Durante o reinado dos quatro Papas seguintes, Hildebrando se destacou de tal maneira, que nada se fez naquele tempo em Roma sem seu conselho e assentimento; ele dominava, com sua vasta capacidade, a Corte e as facções, e todos tributavam respeito e homenagem ao seu elevado mérito. Sua influência chegou ao apogeu com Alexandre II (1061-73), que o nomeou seu Chanceler, pois já então desempenhava funções como as de primeiro-ministro.
Enfim em 1073 morria Alexandre II. Hildebrando, como arcedíago que era, presidia aos funerais. Em meio à cerimônia, o clero e o povo, homens e mulheres, como era costume na época, prorromperam num brado unânime: “Hildebrando, Papa!” “São Pedro escolheu Hildebrando!”. O santo teve que ceder, aceitando esse ônus. Para ocupar a Sé de Pedro o santo, que era ainda diácono, recebeu a ordenação sacerdotal.
O novo Papa estava, como vimos, muito versado na arte de governar, era consciente de sua missão, e tinha uma ideia elevadíssima da dignidade pontifícia. Sua promoção foi providencial. Com ele a reforma da Igreja começou a ser eficaz.
Por falta de espaço, vamos abordar aqui apenas a luta entre São Gregório e o Imperador Henrique IV, na qual brilhou a fortaleza e o poder de um Papa santo.
Henrique IV, apesar das admoestações do Pontífice, continuou a repartir bispados a pessoas indignas. Entabulou também negociações com os normandos do sul da Itália, para colher o Papa entre dois fogos.
São Gregório o alertou seriamente, ameaçando excomungá-lo e depô-lo. O Imperador convocou então uma assembleia em Worms, onde depôs o Papa, declarando-o privado da dignidade pontifícia.
Por sua vez, o santo convocou um concílio em Roma, no qual excomungou e depôs o imperador. O efeito da sentença pontifícia foi fulminante. Imediatamente todos abandonaram Henrique IV.
Além disso, os príncipes alemães reunidos em Tribur, declararam que, se o Imperador não obtivesse a absolvição da sentença no prazo de um ano, perderia a coroa.
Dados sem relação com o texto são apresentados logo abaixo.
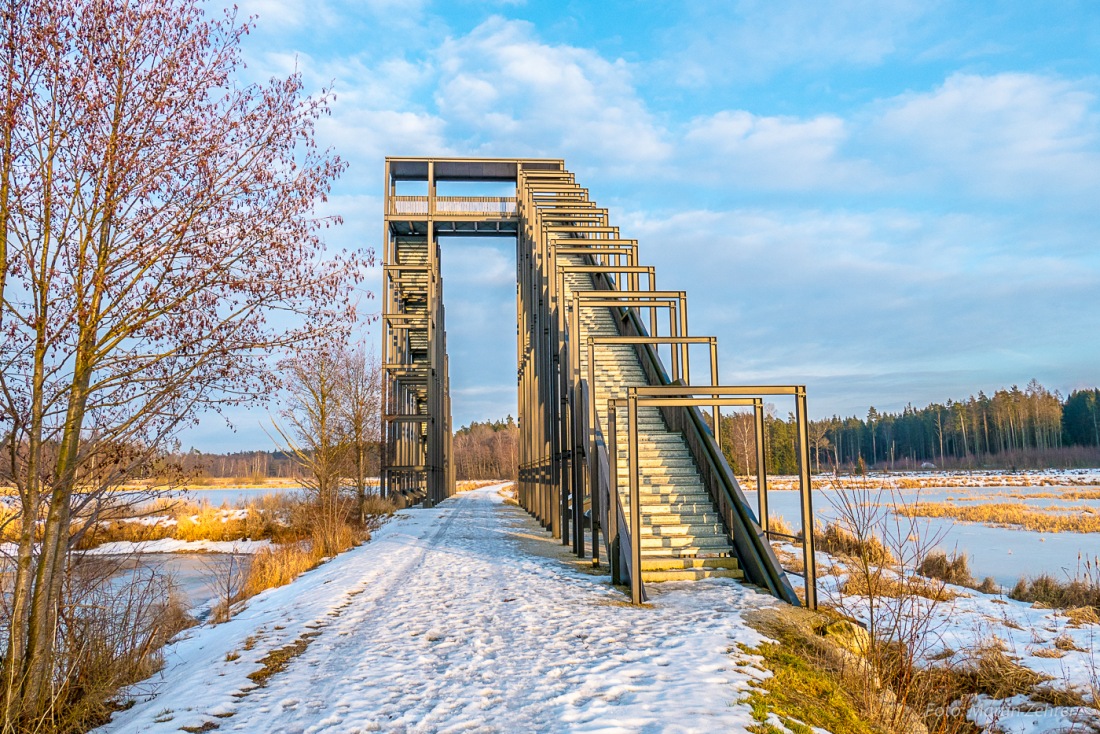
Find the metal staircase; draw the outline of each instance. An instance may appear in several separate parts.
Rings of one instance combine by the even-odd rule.
[[[686,294],[656,289],[637,242],[561,161],[387,159],[386,180],[384,491],[428,503],[454,492],[439,235],[515,237],[519,504],[578,555],[610,561],[635,603],[645,582],[711,577],[799,603],[767,539],[766,492],[762,527],[711,422],[721,406],[752,406],[762,446],[762,396],[794,396],[801,431],[805,388],[720,385],[716,340],[688,333]],[[427,196],[398,195],[410,180]],[[516,196],[439,197],[437,180],[514,181]],[[693,385],[700,345],[710,380]],[[763,463],[761,449],[761,488]]]
[[[570,265],[583,265],[581,256],[561,259]],[[565,275],[566,302],[574,291],[594,290],[591,275]],[[589,336],[616,336],[615,319],[610,309],[594,307],[580,314],[579,339]],[[645,385],[646,377],[634,347],[606,345],[595,350],[593,394],[600,399],[625,398],[631,385]],[[587,355],[581,357],[587,372]],[[608,411],[597,409],[601,426],[608,425]],[[639,461],[642,479],[642,579],[644,581],[688,581],[716,576],[743,578],[733,544],[721,518],[699,478],[699,470],[684,439],[671,431],[657,408],[646,408],[639,415]],[[618,452],[619,477],[627,476],[627,449]],[[621,496],[627,497],[625,482],[618,482]],[[629,511],[629,499],[624,502]]]

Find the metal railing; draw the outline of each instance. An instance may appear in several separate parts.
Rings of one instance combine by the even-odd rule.
[[[517,216],[514,196],[394,196],[389,201],[391,216]]]
[[[640,336],[646,334],[645,326],[633,309],[620,309],[620,318],[616,321],[620,325],[621,333],[624,335]],[[688,387],[682,384],[676,385],[675,381],[669,378],[653,345],[639,344],[636,349],[638,350],[642,368],[650,383],[649,387],[641,388],[641,392],[651,390],[660,392],[663,388],[666,391],[675,390],[679,393],[696,392],[696,394],[698,394],[700,392],[709,392],[711,395],[724,395],[727,398],[734,395],[740,398],[760,395],[794,395],[798,399],[796,413],[800,416],[798,421],[801,429],[800,433],[804,431],[803,426],[806,421],[804,403],[805,388],[776,388],[772,386],[728,388],[718,386]],[[712,399],[710,404],[713,405],[716,402],[721,401]],[[794,589],[783,574],[779,572],[781,569],[779,559],[776,557],[775,551],[768,542],[767,520],[763,521],[763,527],[761,527],[761,523],[757,518],[753,517],[748,501],[740,485],[737,483],[733,470],[730,469],[729,464],[726,462],[726,458],[722,454],[721,448],[719,448],[719,443],[715,440],[714,433],[710,426],[707,425],[699,408],[694,405],[667,405],[661,406],[661,412],[664,414],[669,427],[679,431],[684,436],[684,440],[687,442],[688,448],[700,469],[703,483],[710,492],[712,500],[714,500],[718,507],[719,515],[723,518],[726,527],[730,531],[734,546],[737,549],[737,555],[744,565],[746,576],[754,583],[768,589],[774,596],[792,604],[798,604],[798,597],[795,595]],[[717,411],[715,411],[715,415],[717,415]],[[808,573],[804,575],[804,582],[806,605],[812,609],[816,609],[817,592],[816,574],[814,573],[812,531],[813,513],[810,509],[811,490],[809,458],[804,448],[806,446],[808,446],[808,441],[803,437],[800,447],[802,450],[799,452],[801,457],[799,461],[800,494],[802,498],[803,526],[804,528],[808,528],[808,530],[804,531],[804,535],[808,538],[803,548],[804,564],[808,569]],[[762,442],[758,443],[758,450],[761,449]],[[805,455],[803,456],[803,454]],[[762,485],[761,489],[763,490],[761,495],[765,498],[764,503],[766,503],[766,479],[760,477],[759,481]],[[766,510],[766,508],[767,505],[763,504],[763,509]],[[742,529],[743,532],[737,532],[738,528]],[[644,594],[644,591],[641,593]]]

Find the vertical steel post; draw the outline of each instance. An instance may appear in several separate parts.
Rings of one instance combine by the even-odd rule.
[[[645,601],[642,590],[642,507],[639,487],[638,460],[638,392],[629,388],[626,393],[627,441],[630,454],[630,602]]]
[[[685,345],[687,346],[687,345]],[[687,380],[690,384],[691,380]],[[710,338],[710,384],[718,384],[718,339]],[[722,410],[717,403],[714,404],[714,442],[718,444],[718,450],[722,450]]]
[[[794,397],[798,421],[798,489],[802,495],[802,561],[806,569],[806,607],[817,609],[817,557],[814,555],[814,508],[810,496],[810,442],[806,388],[800,386]]]
[[[757,399],[752,406],[753,425],[756,429],[756,504],[760,512],[760,529],[768,532],[768,469],[767,451],[764,445],[764,401]]]
[[[607,548],[608,561],[611,564],[611,583],[623,582],[622,563],[619,558],[619,444],[616,428],[618,417],[615,411],[615,401],[607,401],[607,431],[610,440],[608,444],[608,497],[607,503]]]

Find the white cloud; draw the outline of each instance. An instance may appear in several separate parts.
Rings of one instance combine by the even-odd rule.
[[[391,25],[419,20],[426,0],[238,0],[240,17],[256,16],[265,30],[316,32],[373,15]]]
[[[1001,218],[744,209],[621,224],[663,287],[688,290],[691,331],[718,335],[736,379],[981,368],[1020,380],[1059,359],[1080,367],[1100,329],[1080,309],[1100,289],[1097,256],[1021,247],[1036,232]]]
[[[531,24],[499,17],[449,39],[435,59],[439,113],[482,148],[612,165],[670,152],[621,59],[542,43]]]
[[[317,123],[318,138],[351,164],[346,178],[379,187],[385,156],[454,155],[444,127],[428,113],[345,107],[339,100],[332,117]]]
[[[799,119],[727,110],[693,120],[684,142],[715,175],[751,187],[870,185],[874,174],[869,167],[841,154],[848,135],[847,123],[833,115]]]
[[[264,28],[293,29],[305,19],[308,6],[298,0],[240,0],[240,18],[255,16]]]
[[[681,84],[762,78],[794,66],[873,66],[908,43],[935,3],[712,0],[686,4],[666,34],[683,47],[666,71]]]
[[[955,74],[845,117],[723,110],[691,120],[674,158],[741,190],[1030,199],[1091,211],[1100,111],[1087,81]],[[690,162],[686,166],[685,162]]]
[[[888,100],[870,133],[901,166],[976,193],[1086,198],[1100,187],[1100,114],[1081,83],[1033,74],[955,74]]]

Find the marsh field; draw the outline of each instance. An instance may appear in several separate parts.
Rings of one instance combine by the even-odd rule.
[[[742,479],[757,508],[756,483]],[[797,479],[769,480],[769,516],[801,526]],[[1011,588],[1021,576],[1073,578],[1100,554],[1100,471],[921,472],[815,475],[815,524],[841,515],[842,493],[890,510],[884,533],[915,530],[948,554],[966,554],[978,578]],[[907,518],[912,518],[910,522]],[[895,523],[897,523],[895,525]]]

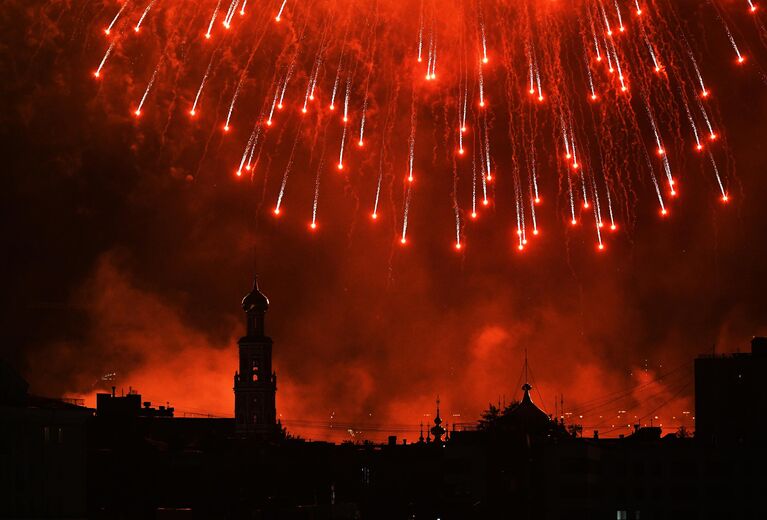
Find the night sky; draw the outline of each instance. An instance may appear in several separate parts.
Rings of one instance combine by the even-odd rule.
[[[104,4],[23,0],[0,12],[0,353],[33,393],[92,404],[96,391],[115,384],[118,392],[132,387],[147,400],[168,401],[179,414],[231,416],[236,339],[244,331],[240,300],[256,269],[271,300],[278,413],[290,431],[312,438],[345,438],[320,427],[333,414],[361,428],[417,427],[438,394],[449,423],[473,421],[489,402],[519,397],[525,349],[534,398],[549,413],[560,394],[575,411],[623,395],[586,414],[584,427],[610,429],[615,420],[598,415],[619,409],[649,420],[660,404],[661,422],[675,427],[692,410],[694,357],[714,346],[745,350],[752,336],[767,334],[767,86],[760,69],[767,49],[740,3],[723,5],[748,42],[742,68],[710,12],[678,9],[706,57],[726,141],[720,146],[728,150],[721,167],[729,204],[720,203],[699,166],[705,161],[685,149],[686,157],[674,158],[682,188],[669,218],[658,215],[649,183],[634,182],[619,232],[597,252],[593,232],[568,229],[556,171],[542,165],[548,207],[539,217],[541,237],[524,253],[516,250],[513,203],[500,195],[478,222],[465,224],[465,247],[455,251],[452,173],[436,151],[437,100],[419,116],[424,144],[406,246],[399,244],[399,180],[384,190],[379,220],[370,219],[379,168],[374,141],[369,156],[350,154],[354,175],[345,179],[330,171],[337,136],[328,138],[334,144],[314,232],[316,166],[299,152],[284,214],[274,218],[297,116],[252,179],[233,175],[252,114],[235,119],[231,136],[218,123],[234,88],[226,67],[206,98],[215,117],[190,125],[182,112],[195,86],[163,71],[137,121],[130,111],[151,75],[154,65],[142,65],[151,61],[142,57],[152,49],[132,61],[121,55],[109,78],[94,81],[105,50],[101,27],[115,12],[113,2]],[[382,10],[381,42],[403,32],[387,23],[396,13]],[[150,41],[177,37],[150,31],[143,35]],[[204,72],[207,61],[198,61],[190,67]],[[382,75],[390,67],[382,65]],[[406,122],[410,94],[402,88],[395,117]],[[243,94],[242,104],[249,101]],[[368,117],[380,121],[385,112],[381,94]],[[504,128],[503,118],[497,111],[496,128]],[[505,129],[498,133],[495,189],[508,193],[504,160],[511,152],[501,144]],[[407,130],[392,134],[396,152],[386,170],[401,176]],[[116,374],[114,382],[108,374]]]

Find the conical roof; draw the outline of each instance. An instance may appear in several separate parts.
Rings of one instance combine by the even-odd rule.
[[[525,393],[522,401],[508,413],[504,421],[515,429],[528,433],[543,431],[549,427],[551,422],[546,412],[538,408],[530,397],[532,388],[528,383],[522,385],[522,390]]]

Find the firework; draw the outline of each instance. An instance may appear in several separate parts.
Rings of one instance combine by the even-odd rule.
[[[258,157],[267,150],[281,160],[281,182],[264,187],[274,190],[274,215],[282,214],[290,172],[299,165],[316,172],[313,184],[311,175],[291,183],[310,185],[306,200],[294,203],[306,204],[311,230],[318,226],[321,172],[333,163],[325,160],[326,146],[338,151],[341,178],[360,176],[354,186],[371,220],[379,219],[383,204],[393,205],[385,212],[397,219],[402,244],[416,202],[416,170],[452,172],[450,228],[457,251],[465,250],[464,214],[475,220],[490,206],[514,215],[508,225],[519,250],[539,236],[541,212],[561,208],[557,217],[570,228],[593,220],[603,251],[604,229],[615,231],[619,221],[632,219],[622,213],[632,207],[624,188],[628,176],[644,184],[668,215],[678,193],[672,173],[683,160],[678,150],[705,148],[696,160],[707,163],[716,196],[729,200],[732,172],[715,161],[727,152],[717,139],[720,116],[704,81],[704,69],[717,64],[701,60],[694,35],[680,21],[682,7],[669,0],[413,0],[404,6],[393,0],[276,0],[247,11],[240,0],[189,3],[192,9],[157,0],[115,3],[99,24],[108,42],[94,76],[103,79],[105,69],[120,68],[144,85],[130,103],[137,117],[169,95],[188,99],[188,114],[205,116],[197,124],[228,134],[218,159],[236,165],[226,168],[235,177],[249,171],[252,182],[267,183],[257,171]],[[747,5],[761,42],[757,5]],[[706,12],[722,29],[718,43],[742,65],[748,47],[729,9],[710,0]],[[152,52],[137,52],[144,48]],[[749,64],[756,61],[748,54]],[[174,59],[180,55],[184,59]],[[391,94],[400,90],[409,95]],[[333,118],[339,96],[341,117]],[[292,124],[295,113],[301,121]],[[283,136],[293,132],[292,145],[285,146]],[[416,147],[422,139],[426,143]],[[240,151],[230,157],[230,146]],[[445,154],[449,163],[431,152],[439,149],[452,151]],[[536,150],[553,152],[539,157]],[[378,171],[362,177],[357,165],[371,153],[380,156]],[[391,180],[400,177],[397,171],[405,172],[401,193]],[[358,188],[363,182],[369,183],[364,190]],[[322,191],[323,197],[343,196]],[[539,207],[557,198],[562,204]]]

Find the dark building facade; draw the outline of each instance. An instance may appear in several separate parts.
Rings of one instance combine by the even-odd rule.
[[[695,436],[708,443],[763,442],[767,437],[767,338],[750,353],[695,360]]]
[[[91,409],[28,392],[0,361],[0,518],[84,518]]]

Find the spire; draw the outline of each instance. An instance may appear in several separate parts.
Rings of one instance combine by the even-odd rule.
[[[442,427],[442,418],[439,416],[439,396],[437,396],[437,416],[434,418],[434,427],[432,427],[431,433],[434,435],[434,442],[442,442],[445,429]]]
[[[253,288],[242,299],[242,310],[248,320],[248,337],[264,336],[264,314],[269,310],[269,298],[258,287],[258,275],[253,280]]]
[[[525,403],[532,403],[533,400],[530,398],[530,390],[532,390],[533,387],[530,386],[528,383],[525,383],[522,385],[522,391],[525,393],[525,395],[522,396],[522,402]]]
[[[421,421],[421,433],[418,435],[418,442],[423,443],[423,421]]]
[[[525,347],[525,384],[527,385],[528,382],[529,380],[527,379],[527,347]]]

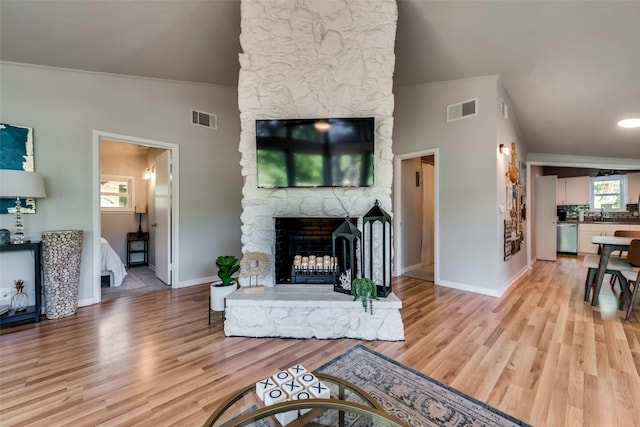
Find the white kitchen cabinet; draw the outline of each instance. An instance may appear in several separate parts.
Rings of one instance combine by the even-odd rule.
[[[591,243],[593,236],[613,236],[617,230],[632,229],[629,224],[579,224],[578,225],[578,253],[596,254],[598,245]],[[640,226],[637,226],[640,229]]]
[[[590,185],[588,176],[565,178],[565,205],[588,205]]]
[[[556,181],[556,205],[588,205],[591,178],[576,176],[558,178]]]
[[[627,174],[627,203],[638,203],[638,197],[640,197],[640,172],[633,172]]]

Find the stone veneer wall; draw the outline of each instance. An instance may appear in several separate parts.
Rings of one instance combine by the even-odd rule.
[[[395,0],[242,1],[243,252],[264,252],[273,259],[274,217],[361,217],[376,199],[392,214],[397,16]],[[374,185],[257,188],[255,120],[325,117],[375,117]],[[273,269],[259,280],[273,286]]]

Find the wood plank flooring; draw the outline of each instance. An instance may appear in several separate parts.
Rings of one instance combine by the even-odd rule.
[[[502,298],[400,277],[404,342],[370,348],[536,426],[640,424],[640,307],[603,287],[582,301],[581,259],[537,262]],[[120,298],[0,333],[0,425],[198,426],[233,390],[310,369],[356,340],[224,336],[208,286]]]

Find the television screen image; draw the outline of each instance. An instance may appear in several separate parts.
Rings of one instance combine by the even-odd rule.
[[[370,187],[374,119],[256,120],[258,187]]]

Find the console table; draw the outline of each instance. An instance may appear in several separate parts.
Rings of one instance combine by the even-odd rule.
[[[10,309],[0,316],[0,325],[31,320],[40,322],[40,311],[42,307],[42,270],[40,265],[41,242],[30,242],[21,244],[0,245],[0,252],[31,251],[33,252],[33,281],[35,284],[35,305],[30,305],[26,310],[15,312]]]

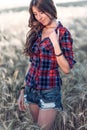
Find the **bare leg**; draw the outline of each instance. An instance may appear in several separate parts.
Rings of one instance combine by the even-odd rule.
[[[29,109],[30,109],[31,115],[33,117],[33,120],[36,123],[38,120],[39,107],[36,104],[29,104]]]
[[[45,127],[45,130],[50,130],[54,123],[56,114],[57,110],[54,109],[39,110],[38,125],[40,127]]]

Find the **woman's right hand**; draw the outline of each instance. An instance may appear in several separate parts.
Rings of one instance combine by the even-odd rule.
[[[20,111],[26,110],[26,106],[24,104],[24,90],[21,90],[21,92],[20,92],[20,96],[18,98],[18,107],[19,107]]]

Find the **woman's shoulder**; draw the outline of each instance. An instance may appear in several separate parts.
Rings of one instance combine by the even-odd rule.
[[[60,34],[61,37],[62,37],[65,33],[66,33],[67,35],[71,35],[69,29],[68,29],[67,27],[65,27],[60,21],[58,21],[58,28],[57,28],[57,29],[59,29],[59,34]]]
[[[58,21],[58,29],[61,31],[61,32],[65,32],[65,31],[69,31],[67,27],[65,27],[61,21]]]

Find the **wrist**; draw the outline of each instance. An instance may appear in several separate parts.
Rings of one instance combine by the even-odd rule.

E, enquanto aguardava a decisão do Papa durante esse tempo, ele deveria viver como particular em Espira, despedir seu exército e todos os conselheiros excomungados, e se abster do culto público.
O Imperador, sentindo-se perdido, viu que não tinha saída senão procurar o Papa para dele obter perdão. Assim, no inverno de 1076-1077 – o mais frio do século – atravessou os Alpes, e foi até onde estava São Gregório VII, em Canossa, na Toscana, na propriedade da Condessa Matilde. Lá Henrique permaneceu por três dias descalço na neve, vestido apenas com um hábito de penitente, implorando perdão.
São Gregório, cedendo às instâncias dos que o rodeavam e às mostras de arrependimento do Imperador, retirou as censuras. Henrique comprometeu-se a dar a Gregório toda ajuda necessária para resolver os conflitos da Alemanha.
Entretanto, apenas se viu reempossado com o poder imperial, mandou fechar o passo dos Alpes para impedir ao Papa sua viagem àquele país.
No sínodo quaresmal de 1080, o santo voltou a excomungar e a depor Henrique. Este empreendeu uma expedição militar contra ele, e sitiou Roma durante três anos. São Gregório se refugiou então no Castelo Santo Ângelo.
O monarca recebeu então a coroa imperial das mãos de um antipapa, e depois abandonou a toda pressa a cidade quando soube do avanço dos normandos, liderados por Roberto Guiscard, duque da Normandia, que libertou o Papa.
Devido à fragilidade da situação, São Gregório abandonou Roma e se encaminhou para o desterro, falecendo em Salerno no dia 25 de maio de 1085. Suas últimas palavras ficaram célebres, e sintetizam sua combatividade heroica na defesa da Igreja: “Amei a justiça e odiei a iniquidade, por isso morro no desterro”.